2005: Xbox 360 (Microsoft)

Xbox 360 250GB Starting at $200

The Big Deal: Beating Sony to the punch? Check. Internet connectivity for Halo tournaments stretching from nerds in Taiwan to schoolchildren in Toledo? You got it. Enough supply to meet holiday demand? Not so much. Frenzy ensued.

The Weird Part: Xbox 360 started production a mere sixty-nine days before its launch. Customers lucky or savvy enough to recognize the potential profits of Microsoft’s dilemma cashed in, as forty thousand units (or 10 percent of total supply) ended up on eBay within a week.

RoboSapiens
2004: RoboSapiens

2004: RoboSapiens (WowWee)

Starting at $24

The Big Deal: What’s a RoboSapien, you ask? Why a remote-control, fourteen-inch-tall humanoid capable of performing sixty-seven preprogrammed actions and movements, including (but by no means limited to) break dancing, farting, and belching, of course!

The Weird Part: Prior to the resurgence of human movement with the success of Dancing with the Stars, humanity faced a sedentary period consisting entirely of RoboSapiens shaking their mechanical groove thangs on YouTube.

Beyblades
2002-2003: Beyblades

 

2002-2003: Beyblades (Hasbro)

Starting at $13

The Big Deal: In a classic demonstration of the power of synergy, Hasbro released these customizable “fighting” spin-tops in Japan simultaneously with a hit cartoon.
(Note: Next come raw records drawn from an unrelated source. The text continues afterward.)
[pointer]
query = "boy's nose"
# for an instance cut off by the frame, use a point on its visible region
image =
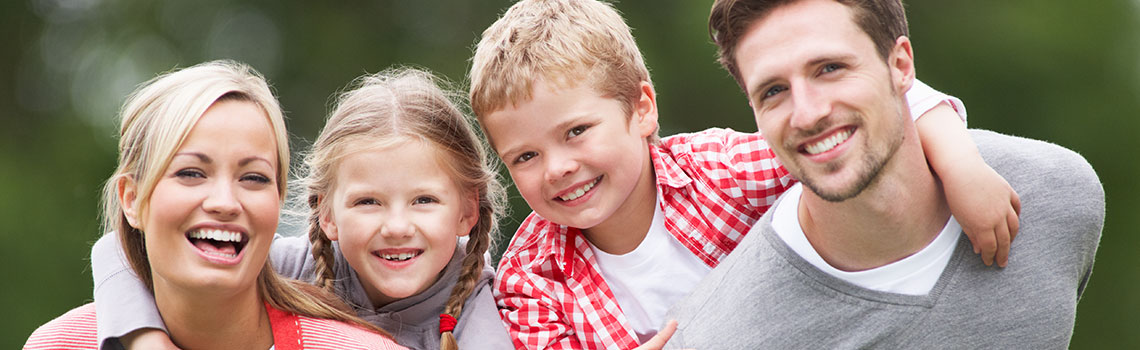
(559, 167)
(222, 202)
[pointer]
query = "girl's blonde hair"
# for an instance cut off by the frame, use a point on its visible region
(383, 110)
(156, 120)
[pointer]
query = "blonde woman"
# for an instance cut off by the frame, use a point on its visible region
(195, 200)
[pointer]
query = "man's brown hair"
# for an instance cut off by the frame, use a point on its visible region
(729, 19)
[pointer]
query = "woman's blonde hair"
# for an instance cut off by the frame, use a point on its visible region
(393, 106)
(156, 120)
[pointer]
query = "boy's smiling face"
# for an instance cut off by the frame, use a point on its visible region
(577, 157)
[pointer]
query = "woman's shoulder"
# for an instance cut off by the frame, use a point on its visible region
(73, 330)
(333, 334)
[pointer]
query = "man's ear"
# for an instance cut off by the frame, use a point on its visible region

World domination followed soon thereafter.

The Weird Part: Beyblade competitions quickly became a sensation, with the first one drawing eighteen thousand people. One need only YouTube the highlights of such an event to discover why this attracted more folk than the average heavyweight title fight.

Dr. Cool & Dr. Hot Bags
2001: Bratz Dolls

2001: Bratz Dolls (MGA Entertainment)

Starting at $10

The Big Deal: Ah, Cloe, Jade, Sasha, and Yasmin. They’re the original quartet of ten-inch “teenagers distinguished by large heads and skinny bodies.” While their June 2001 launch proved disappointing, by Christmas they were well on their way to generating billions.

The Weird Part: If the Bratz remind you of Barbie dolls, you’re not the only one. Mattel won a $100 million copyright suit against MGA in 2008 (though it should be noted that Mattel requested $1.8 billion).

Razor Scooter
2000: Razor Scooters

2000: Razor Scooters (Razor USA)

Starting at $40

The Big Deal: This was the year we decided we didn’t want to drive… or walk. What to do? Dodge children in the streets! The original Razor also won Toy of the Year for establishing itself as a “classic mode of transportation, like bikes and skateboards.”

The Weird Part: Only downside? Any grown man on a scooter looks like a total zero. John Mayer celebrated this in a short film about his songwriting process.